With increasing degrees of madness, and in escalating cycles of hurt and disappointment this pattern will persist until finally we understand that the fear of abandonment is just another thing to be faced and survived. We are never alone. And we are always alone. A wonderful paradox that only a true eyeball to eyeball contact with your abandonment fears can teach. And after all, since each new disappointment is another abandonment, you might as well get on and deal with it from within, rather than expect the comfort to come from without.

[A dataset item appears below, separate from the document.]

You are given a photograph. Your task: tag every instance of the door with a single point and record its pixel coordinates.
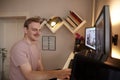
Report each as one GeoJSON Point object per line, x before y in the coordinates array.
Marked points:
{"type": "Point", "coordinates": [11, 30]}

So as I explore each tendency to forgive I begin to see the lessons that need to be learned. I begin the process and journey ahead, a journey that may, or may not, end in forgiveness. As Spirit teaches in Ave’Eva, ‘it’s the journey, not the destination dear.’ In the end, what we seek is Forgiveness for the vain fallible creatures that we are. The reaction/revolution archetype has, as its highest expression, the essence of forgiveness. In its purest form it is a loving energy that has forgiven even before any pain has been inflicted. It is forgiveness that is almost beyond human comprehension. And it is the love that allows us to take these inward journeys into the self. It is the love that allows us to let go of anger and pain once their usefulness has outlived their purpose. Forgiveness is the healthy by-product of an honest inner process that explores, invites, sits with and defuses the adrenaline filled spin cycle of emotions. The Forgiveness that is inherent in our very being can suffuse us as we move through this process. It has nothing to do with the ‘other’ and everything to do with your ‘self’.
And so at the level of the personality it takes the time it takes. And at the level of a place Beyond it has already happened. Our job is to walk the path of the personality, inspired by the Love of the place Beyond.
One day I might realise that I have successfully met the fears that made me compromise my true self and allow betrayal into my life. One day I might be able to take ownership of my own part in the sorry affair. The triggers for shame and low self-esteem will have been bound up and anointed by an inner love that is forgiveness in its purest form. And when we realise that we become free.
Our forgiveness is not incumbent upon the other.
It has nothing to do with the other.
And it has everything to do with the intention to love yourself fully and thus find the Individuated Love and Power to let others be who they are.
Maybe the people of Charleston truly know of this great hidden mystery and responded to it. It will inspire me to walk the same path and one day know that Amazing Grace has touched the parts that needed to Deny, Please, and fearfully look for safety outside of myself.